Most e-commerce firms which were gearing up to list non-essential products on their platforms have started re-focussing on essential goods and services, as in the first lockdown.
According to industry estimates, during the lockdown, sales of larger ecommerce platforms have been down by almost 90%. This is because a large part of their gross merchandise value (GMV) continues to be focused on smart phones, consumer electronics, apparel and large appliances.
To recover from the losses and ensure business continuity, e-commerce companies over the past few weeks have been ramping up their online grocery business, a high in demand but low value and low margin segment. But as costs continue to escalate, the low margin grocery sales are unlikely to compensate for the losses incurred.
Food and grocery still comprises only $2.5-$3.5 billion of the overall $38 billion e-commerce sector in India, according to Technopak estimates.
“...About 93% of the sales in e-commerce are not happening, and are based on discretionary spends. The traction and continued business by the likes of the online grocery segment still doesn’t match larger e-commerce players not selling most of their inventory," said Ankur Bisen, senior vice-president, retail and consumer products, Technopak, a management consultancy firm.

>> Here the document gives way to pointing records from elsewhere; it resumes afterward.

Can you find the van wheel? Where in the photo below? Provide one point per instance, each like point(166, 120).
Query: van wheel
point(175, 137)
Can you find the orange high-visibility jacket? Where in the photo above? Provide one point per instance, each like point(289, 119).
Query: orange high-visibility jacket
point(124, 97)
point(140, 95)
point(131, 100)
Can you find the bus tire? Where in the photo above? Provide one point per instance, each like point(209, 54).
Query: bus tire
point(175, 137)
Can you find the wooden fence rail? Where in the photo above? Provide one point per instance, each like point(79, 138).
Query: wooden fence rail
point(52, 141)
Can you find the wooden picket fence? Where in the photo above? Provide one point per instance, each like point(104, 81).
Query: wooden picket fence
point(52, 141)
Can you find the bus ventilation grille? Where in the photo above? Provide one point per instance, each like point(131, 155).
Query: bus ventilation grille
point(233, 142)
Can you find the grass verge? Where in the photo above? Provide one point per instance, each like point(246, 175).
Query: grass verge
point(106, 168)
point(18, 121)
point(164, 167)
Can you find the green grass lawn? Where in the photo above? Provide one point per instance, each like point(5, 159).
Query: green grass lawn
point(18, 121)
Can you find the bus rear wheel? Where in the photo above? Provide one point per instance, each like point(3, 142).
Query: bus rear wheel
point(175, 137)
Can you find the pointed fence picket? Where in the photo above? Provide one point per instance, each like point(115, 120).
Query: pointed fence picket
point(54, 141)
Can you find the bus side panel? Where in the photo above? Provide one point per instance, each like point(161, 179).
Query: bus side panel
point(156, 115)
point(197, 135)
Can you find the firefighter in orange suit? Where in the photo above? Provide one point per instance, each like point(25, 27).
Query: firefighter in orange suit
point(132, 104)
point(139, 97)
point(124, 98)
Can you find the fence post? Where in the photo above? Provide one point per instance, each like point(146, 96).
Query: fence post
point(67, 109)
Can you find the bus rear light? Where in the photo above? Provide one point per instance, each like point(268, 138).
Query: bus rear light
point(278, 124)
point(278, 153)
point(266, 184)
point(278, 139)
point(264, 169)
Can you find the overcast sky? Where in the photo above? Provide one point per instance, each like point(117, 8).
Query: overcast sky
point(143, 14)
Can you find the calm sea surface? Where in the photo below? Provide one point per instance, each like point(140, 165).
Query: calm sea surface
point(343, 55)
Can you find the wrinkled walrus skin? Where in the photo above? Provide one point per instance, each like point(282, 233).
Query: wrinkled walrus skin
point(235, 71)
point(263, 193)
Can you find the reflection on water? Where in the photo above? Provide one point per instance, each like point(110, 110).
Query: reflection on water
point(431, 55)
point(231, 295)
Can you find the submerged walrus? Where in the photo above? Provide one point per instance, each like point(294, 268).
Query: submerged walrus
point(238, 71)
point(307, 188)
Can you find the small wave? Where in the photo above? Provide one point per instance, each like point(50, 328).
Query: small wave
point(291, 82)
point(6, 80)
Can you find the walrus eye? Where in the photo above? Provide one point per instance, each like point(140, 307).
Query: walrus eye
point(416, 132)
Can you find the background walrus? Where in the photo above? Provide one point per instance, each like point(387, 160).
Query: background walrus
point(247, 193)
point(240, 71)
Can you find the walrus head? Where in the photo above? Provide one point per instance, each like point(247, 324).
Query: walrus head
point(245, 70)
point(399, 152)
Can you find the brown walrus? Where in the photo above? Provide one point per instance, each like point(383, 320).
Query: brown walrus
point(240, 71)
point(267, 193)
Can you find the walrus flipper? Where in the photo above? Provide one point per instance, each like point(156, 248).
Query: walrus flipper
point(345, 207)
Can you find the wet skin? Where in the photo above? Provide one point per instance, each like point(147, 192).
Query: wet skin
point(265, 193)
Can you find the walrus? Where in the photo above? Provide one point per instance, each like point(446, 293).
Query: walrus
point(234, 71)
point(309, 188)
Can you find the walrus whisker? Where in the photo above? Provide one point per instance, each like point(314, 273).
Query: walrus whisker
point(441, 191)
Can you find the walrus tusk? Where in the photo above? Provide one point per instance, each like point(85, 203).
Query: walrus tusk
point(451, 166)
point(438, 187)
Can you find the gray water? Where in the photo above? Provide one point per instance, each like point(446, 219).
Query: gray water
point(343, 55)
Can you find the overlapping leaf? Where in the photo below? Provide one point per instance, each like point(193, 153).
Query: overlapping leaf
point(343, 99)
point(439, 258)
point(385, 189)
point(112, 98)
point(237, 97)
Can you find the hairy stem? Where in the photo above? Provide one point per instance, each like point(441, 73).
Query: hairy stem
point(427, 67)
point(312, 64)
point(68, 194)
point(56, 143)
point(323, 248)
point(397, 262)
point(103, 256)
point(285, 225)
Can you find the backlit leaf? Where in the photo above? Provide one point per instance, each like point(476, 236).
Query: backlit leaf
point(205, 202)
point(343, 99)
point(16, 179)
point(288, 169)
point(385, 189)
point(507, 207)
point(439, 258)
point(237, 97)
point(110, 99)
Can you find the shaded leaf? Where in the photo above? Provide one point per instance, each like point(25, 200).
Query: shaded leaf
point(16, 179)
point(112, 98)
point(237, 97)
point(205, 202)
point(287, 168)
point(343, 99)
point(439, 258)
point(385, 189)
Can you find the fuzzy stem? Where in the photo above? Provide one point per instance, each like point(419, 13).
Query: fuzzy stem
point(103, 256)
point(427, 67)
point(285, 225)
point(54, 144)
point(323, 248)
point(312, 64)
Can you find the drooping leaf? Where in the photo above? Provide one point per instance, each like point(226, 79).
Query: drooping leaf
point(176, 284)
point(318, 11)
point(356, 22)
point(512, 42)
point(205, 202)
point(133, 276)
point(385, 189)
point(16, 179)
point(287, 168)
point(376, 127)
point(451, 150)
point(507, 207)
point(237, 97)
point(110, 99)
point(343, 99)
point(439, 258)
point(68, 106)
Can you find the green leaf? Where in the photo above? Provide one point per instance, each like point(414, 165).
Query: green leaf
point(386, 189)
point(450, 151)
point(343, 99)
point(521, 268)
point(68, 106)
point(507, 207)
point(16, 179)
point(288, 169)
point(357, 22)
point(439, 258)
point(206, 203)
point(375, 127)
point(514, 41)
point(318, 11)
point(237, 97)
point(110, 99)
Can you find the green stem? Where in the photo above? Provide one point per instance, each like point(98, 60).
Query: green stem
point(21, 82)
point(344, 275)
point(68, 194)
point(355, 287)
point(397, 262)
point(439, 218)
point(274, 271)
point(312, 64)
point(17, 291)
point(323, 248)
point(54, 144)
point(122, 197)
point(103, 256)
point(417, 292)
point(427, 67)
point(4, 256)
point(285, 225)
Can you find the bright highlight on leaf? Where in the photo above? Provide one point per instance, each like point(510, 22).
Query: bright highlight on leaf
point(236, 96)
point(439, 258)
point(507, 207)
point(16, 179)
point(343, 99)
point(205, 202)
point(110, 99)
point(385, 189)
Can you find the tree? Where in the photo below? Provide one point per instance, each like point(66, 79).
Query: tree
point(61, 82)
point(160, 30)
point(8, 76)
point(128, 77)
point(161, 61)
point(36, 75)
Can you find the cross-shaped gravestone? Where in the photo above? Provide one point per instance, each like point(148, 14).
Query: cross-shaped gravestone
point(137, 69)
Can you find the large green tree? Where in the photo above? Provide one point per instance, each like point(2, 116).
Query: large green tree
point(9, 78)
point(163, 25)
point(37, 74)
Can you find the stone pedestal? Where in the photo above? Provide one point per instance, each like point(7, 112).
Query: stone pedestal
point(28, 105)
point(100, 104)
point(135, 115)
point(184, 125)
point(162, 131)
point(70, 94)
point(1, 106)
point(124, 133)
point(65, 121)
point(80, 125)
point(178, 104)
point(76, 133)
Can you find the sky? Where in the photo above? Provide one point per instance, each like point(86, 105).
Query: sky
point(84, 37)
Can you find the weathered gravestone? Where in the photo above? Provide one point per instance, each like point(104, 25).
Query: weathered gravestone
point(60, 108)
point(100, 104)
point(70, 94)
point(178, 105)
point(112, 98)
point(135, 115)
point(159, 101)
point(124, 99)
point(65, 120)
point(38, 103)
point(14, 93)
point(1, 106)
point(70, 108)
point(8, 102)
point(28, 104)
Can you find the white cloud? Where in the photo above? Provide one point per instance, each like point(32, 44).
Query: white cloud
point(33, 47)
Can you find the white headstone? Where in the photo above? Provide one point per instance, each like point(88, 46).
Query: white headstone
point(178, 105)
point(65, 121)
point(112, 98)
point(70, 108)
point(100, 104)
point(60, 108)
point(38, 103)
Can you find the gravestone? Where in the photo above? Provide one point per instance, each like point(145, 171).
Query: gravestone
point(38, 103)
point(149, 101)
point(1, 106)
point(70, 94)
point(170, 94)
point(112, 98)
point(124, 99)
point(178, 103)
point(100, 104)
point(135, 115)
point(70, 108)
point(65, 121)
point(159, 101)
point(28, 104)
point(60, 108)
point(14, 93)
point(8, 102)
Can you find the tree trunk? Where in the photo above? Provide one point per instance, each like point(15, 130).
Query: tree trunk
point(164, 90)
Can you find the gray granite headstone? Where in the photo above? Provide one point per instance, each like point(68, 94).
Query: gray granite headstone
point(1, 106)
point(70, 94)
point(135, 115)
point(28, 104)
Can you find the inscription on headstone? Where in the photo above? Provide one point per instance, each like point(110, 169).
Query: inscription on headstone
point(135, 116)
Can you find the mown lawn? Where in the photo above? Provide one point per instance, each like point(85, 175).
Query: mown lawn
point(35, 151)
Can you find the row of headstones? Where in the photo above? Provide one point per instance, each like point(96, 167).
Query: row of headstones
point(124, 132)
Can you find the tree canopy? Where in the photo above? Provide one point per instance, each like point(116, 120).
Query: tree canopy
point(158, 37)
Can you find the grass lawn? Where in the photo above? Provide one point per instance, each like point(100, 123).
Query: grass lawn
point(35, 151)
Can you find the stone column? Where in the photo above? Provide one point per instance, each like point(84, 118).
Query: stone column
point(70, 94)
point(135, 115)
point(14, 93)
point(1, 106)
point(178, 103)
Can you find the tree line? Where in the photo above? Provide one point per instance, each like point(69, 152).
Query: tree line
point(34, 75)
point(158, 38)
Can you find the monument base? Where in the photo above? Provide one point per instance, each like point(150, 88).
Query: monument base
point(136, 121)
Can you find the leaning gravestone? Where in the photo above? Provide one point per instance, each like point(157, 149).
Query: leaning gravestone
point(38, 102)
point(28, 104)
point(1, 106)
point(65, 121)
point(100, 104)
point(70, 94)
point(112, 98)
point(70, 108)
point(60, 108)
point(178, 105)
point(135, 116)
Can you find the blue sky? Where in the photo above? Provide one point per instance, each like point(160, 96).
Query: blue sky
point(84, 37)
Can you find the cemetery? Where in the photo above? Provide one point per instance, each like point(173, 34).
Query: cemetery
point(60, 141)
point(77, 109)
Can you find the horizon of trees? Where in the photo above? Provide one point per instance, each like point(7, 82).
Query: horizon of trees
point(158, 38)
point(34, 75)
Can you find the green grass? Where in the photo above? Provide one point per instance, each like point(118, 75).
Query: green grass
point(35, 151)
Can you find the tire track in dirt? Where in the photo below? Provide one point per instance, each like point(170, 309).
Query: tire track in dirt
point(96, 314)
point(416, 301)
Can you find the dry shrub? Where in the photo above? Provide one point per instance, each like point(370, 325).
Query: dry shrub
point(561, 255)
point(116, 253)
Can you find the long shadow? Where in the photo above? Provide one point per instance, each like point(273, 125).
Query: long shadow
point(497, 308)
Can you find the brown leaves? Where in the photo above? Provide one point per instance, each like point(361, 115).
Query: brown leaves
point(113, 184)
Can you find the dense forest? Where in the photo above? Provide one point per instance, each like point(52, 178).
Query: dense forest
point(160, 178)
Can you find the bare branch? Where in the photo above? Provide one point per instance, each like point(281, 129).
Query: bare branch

An Amazon India spokesperson said the new guideline will disappoint not only consumers, whose list of essentials had expanded to work from home and study from home products, but also the thousands of small businesses, sellers and manufacturers, who had geared up in the last 48 hours to provide millions of people with safe access to products.
“...On behalf of consumers and sellers, we hope that this situation is rectified soon so that the urgent need of consumers is met and that there is revival of economic activity," the spokesperson said.
Amazon India was one of the first to say they have temporarily suspended non-essential services in late March. To be sure, even if the lockdown is lifted on 3 May, it is unlikely that such services will fully operate in major cities such as Mumbai, Delhi and Hyderabad with a high number ‘containment zones’.
The home ministry's fresh directive came just days after it had given the go-ahead to e-commerce companies on 15 April to supply non-essentials, if the vehicles carrying such products had the necessary permissions and passes.
Since then, large e-commerce firms such as Walmart-owned Flipkart and Amazon bounced back to action, interacting with sellers and putting its supply chain and delivery workforce in place to restart non-essential delivery.
“We were planning to go live in non-essential categories including consumer electronics, utensils and apparel. But now, we will keep those plans on hold and will double down on provision of essential categories and build efforts in that direction. We look to add another 15-20 cities for delivery of essential items until 3 May 3," said Srinivas Mothey, senior vice-president, Paytm Mall.
Paytm Mall, among others, are urging the government to add items such as laptops, mobile phones and accessories under essential goods and services.
"...To ensure that sellers aren't hurt by the current circumstances, penalties on non-delivery of shipments is waived. Further, Snapdeal is also working to help sellers of essential goods to come online, through manual support over calls," a Snapdeal spokesperson said.
Smaller online retailers too are facing the heat.
"...Everyday lost is causing a pile-up of fixed costs including wages payable for these small sellers, together with their inventory aging. The opening would have helped inject liquidity into the system for the thousands of small and medium businesses who are equipped to work online with players like us, without jeopardising public health. It would have helped clear up the nearly ₹35,000 crore of estimated product and large amounts of cash stuck in courier networks," said Suchi Mukherjee, Founder and CEO of online apparel shopping portal, Limeroad.
According to the industry experts, with the uncertainty still looming as to when ecommerce deliveries will return to normal, in the coming months, companies will require to do 130% of the sales recorded last year to break even as a business.
Technopak’s Bisen said from a retail standpoint, discretionary spends will continue to be down by 30% through the year. This is because of a ‘drag’ effect in the supply chain and the negative sentiment on consumer spending, he said.